Physician Assistant — A person who meets the applicable State requirements governing the qualifications for assistants to primary care
physicians and who meets at least one of the following conditions:
1. Is currently certified by the National Commission on Certification of Physician Assistants to assist primary care physicians: or
2. Has satisfactorily completed a program for preparing physician's assistants that:
(i) was at least one academic year in length;
(ii)	 consisted of supervised clinical practice and at least four months (in the aggregate) of classroom instruction directed toward
preparing students to deliver health care; and
(iii) was accredited by the American Medical Association's Committee on Allied Health Education and Accreditation; or
3. Has satisfactorily completed a formal educational program for preparing physician assistants that does not meet the requirements of
paragraph (2) of this section and has been assisting primary care physicians for a total of 12 months during the 18-month period
immediately preceding the effective date of this subpart.
Question IV – Type of Control
Identify the rural health clinic in terms of its control by checking the appropriate part of A, B, C or D. Nonprofit status is based on
Internal Revenue Service tax exemption interpretation; i.e., section 501 of the Internal Revenue Code of 1954.
The following, where applicable, is to be completed in addition to the above. Those rural health clinic sites which are associated with any
existing Medicare provider; i.e., both are licensed as a single health entity; the rural health clinic site and the provider are subject to the
bylaws and operating decisions of the same governing body; and the medical personnel of the rural health clinic site are considered by
the governing body to be subject to the rules of the provider's medical staff, are to indicate this alliance by showing the Medicare provider
number of the facility in the appropriate space.

State Agency Responsibility
The State agency, when reviewing IV. Type of Control, should refer to 2208 of the State Operations Manual.

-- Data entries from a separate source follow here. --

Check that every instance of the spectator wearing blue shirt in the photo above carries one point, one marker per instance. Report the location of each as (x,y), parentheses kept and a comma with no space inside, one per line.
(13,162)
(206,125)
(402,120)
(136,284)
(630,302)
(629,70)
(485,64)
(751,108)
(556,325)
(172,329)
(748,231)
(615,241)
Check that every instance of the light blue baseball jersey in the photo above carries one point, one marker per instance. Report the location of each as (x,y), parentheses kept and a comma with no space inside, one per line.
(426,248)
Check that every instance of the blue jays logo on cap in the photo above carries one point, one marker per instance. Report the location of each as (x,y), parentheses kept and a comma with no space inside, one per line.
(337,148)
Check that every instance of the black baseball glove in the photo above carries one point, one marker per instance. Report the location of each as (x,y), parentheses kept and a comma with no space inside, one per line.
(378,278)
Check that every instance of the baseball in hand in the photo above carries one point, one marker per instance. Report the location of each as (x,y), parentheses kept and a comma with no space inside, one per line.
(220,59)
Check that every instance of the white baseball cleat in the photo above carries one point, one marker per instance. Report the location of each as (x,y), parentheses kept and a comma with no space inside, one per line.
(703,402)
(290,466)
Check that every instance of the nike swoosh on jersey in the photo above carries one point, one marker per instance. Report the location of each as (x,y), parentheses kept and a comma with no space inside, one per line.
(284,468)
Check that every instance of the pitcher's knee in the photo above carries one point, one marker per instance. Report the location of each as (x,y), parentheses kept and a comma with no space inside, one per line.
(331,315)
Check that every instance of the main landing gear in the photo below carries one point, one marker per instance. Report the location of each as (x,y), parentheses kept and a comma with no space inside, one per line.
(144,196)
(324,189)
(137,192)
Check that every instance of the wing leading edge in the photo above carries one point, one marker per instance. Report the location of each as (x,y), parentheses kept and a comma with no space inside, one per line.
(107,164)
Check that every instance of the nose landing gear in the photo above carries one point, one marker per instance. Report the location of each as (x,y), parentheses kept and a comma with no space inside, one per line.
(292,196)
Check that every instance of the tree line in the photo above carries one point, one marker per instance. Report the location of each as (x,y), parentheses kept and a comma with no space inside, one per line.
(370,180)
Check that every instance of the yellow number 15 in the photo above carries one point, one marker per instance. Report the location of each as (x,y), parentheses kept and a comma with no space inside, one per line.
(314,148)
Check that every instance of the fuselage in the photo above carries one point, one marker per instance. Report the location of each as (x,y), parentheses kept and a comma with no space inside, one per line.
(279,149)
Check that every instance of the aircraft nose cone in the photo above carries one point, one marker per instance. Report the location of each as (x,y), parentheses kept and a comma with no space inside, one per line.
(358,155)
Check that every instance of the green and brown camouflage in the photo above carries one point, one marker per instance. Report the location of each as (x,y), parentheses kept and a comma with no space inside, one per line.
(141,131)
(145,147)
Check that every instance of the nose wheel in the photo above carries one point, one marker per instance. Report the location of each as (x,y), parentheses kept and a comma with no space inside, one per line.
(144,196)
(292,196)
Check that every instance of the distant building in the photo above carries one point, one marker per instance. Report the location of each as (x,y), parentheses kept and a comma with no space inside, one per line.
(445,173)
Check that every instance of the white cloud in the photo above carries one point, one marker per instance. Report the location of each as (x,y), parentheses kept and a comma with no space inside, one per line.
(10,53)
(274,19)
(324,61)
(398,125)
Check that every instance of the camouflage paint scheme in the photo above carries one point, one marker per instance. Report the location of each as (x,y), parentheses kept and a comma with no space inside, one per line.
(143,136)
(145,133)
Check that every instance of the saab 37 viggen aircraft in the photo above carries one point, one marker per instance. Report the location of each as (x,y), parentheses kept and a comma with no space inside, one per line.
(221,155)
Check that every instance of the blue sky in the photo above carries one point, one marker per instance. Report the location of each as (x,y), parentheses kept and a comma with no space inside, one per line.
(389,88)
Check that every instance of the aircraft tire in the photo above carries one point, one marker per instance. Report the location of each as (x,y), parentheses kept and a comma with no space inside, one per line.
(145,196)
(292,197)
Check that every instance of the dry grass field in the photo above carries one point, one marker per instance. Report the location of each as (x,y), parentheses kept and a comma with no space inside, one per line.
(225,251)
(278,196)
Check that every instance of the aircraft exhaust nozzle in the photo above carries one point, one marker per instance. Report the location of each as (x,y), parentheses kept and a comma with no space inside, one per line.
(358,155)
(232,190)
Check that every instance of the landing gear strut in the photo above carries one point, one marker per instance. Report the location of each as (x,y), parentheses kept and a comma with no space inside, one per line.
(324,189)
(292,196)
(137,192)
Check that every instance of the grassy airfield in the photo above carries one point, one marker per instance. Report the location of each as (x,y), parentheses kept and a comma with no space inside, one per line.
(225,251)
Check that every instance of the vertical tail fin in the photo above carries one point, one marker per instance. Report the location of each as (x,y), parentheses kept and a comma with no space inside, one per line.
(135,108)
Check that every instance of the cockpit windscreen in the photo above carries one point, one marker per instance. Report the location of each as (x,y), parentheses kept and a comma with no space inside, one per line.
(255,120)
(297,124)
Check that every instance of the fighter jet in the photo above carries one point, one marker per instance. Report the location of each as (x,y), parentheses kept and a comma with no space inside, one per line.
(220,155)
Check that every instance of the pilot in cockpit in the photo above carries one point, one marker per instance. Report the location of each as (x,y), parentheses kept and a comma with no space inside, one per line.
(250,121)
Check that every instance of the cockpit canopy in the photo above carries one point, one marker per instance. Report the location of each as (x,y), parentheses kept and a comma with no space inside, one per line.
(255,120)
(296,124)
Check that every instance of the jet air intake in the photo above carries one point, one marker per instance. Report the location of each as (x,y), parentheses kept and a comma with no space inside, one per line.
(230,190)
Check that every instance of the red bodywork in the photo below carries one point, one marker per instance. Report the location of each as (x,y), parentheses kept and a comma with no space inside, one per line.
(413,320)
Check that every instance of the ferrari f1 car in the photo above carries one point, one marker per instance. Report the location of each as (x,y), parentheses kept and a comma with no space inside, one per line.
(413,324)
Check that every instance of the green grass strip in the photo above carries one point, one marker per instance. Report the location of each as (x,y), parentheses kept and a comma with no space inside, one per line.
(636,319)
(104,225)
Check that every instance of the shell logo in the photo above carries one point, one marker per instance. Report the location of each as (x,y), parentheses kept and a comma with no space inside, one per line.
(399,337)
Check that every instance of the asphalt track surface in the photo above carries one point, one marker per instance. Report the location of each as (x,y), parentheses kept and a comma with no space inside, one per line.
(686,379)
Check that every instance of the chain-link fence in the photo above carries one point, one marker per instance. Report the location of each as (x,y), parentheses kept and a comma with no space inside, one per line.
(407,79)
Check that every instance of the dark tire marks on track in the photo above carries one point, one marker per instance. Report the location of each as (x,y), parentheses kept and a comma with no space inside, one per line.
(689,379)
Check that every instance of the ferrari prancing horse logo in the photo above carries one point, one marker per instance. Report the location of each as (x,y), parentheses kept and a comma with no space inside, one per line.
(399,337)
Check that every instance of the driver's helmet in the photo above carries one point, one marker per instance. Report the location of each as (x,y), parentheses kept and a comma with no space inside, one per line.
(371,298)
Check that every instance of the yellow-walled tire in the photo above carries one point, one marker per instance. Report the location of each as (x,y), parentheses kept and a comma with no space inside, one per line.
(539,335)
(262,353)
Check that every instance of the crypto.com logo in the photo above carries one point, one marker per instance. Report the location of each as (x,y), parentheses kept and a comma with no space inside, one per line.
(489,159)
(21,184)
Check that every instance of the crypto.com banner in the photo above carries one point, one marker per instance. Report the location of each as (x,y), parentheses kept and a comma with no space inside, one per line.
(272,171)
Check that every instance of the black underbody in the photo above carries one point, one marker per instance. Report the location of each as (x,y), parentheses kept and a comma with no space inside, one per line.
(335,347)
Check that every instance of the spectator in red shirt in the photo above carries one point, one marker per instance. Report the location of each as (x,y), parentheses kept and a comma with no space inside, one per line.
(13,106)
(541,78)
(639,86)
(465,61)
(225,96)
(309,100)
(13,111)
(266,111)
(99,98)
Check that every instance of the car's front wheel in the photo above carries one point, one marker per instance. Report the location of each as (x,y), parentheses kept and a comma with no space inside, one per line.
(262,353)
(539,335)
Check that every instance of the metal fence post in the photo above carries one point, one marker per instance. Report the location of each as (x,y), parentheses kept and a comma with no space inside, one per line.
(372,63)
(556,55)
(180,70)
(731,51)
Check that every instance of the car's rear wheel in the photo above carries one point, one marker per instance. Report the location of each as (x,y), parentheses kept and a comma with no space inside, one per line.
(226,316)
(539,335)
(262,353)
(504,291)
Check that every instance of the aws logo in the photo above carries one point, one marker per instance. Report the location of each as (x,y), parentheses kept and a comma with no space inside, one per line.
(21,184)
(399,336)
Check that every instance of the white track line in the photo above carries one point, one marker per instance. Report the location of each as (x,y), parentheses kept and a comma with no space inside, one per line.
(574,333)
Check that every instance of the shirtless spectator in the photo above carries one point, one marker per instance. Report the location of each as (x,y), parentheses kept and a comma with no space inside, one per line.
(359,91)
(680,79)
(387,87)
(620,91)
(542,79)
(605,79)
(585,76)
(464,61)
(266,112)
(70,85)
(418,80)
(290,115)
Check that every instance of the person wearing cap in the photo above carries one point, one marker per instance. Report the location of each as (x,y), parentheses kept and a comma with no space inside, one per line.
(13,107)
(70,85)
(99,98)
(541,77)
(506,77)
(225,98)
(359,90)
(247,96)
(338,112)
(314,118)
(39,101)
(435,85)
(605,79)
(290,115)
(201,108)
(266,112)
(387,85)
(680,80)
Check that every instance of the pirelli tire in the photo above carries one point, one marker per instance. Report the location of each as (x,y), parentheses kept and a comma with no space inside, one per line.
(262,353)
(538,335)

A function of the resurvey process is to obtain updated statistical information on organizations providing rural health clinic services. At
the time of resurvey, the surveyor will bring this form with him and request that a representative of the organization complete, sign, and
date it and return it to him at the completion of the onsite visit. The surveyor will review the form for completeness and accuracy and
place his initials after the signature of the organization's representative. On all resurveys insert the clinic's assigned six-digit provider
number. Do not complete the categories identified as State/County or State Region at anytime; the regional office will complete these
items.

According to the Paperwork Reduction Act of 1995, no persons are required to respond to a collection of information unless it displays a valid
0MB control number. The valid 0MB control number for this information collection is 0938-0074. The time required to complete this information
collection is estimated to average 15 minutes per response, including the time to review instructions, search existing data resources, gather
the data needed, and complete and review the information collection. If you have any comments concerning the accuracy of the time
estimate(s) or suggestions for improving this form, please write to CMS, Attn: PRA Reports Clearance Officer, 7500 Security Boulevard,
Baltimore, Maryland 21244-1850.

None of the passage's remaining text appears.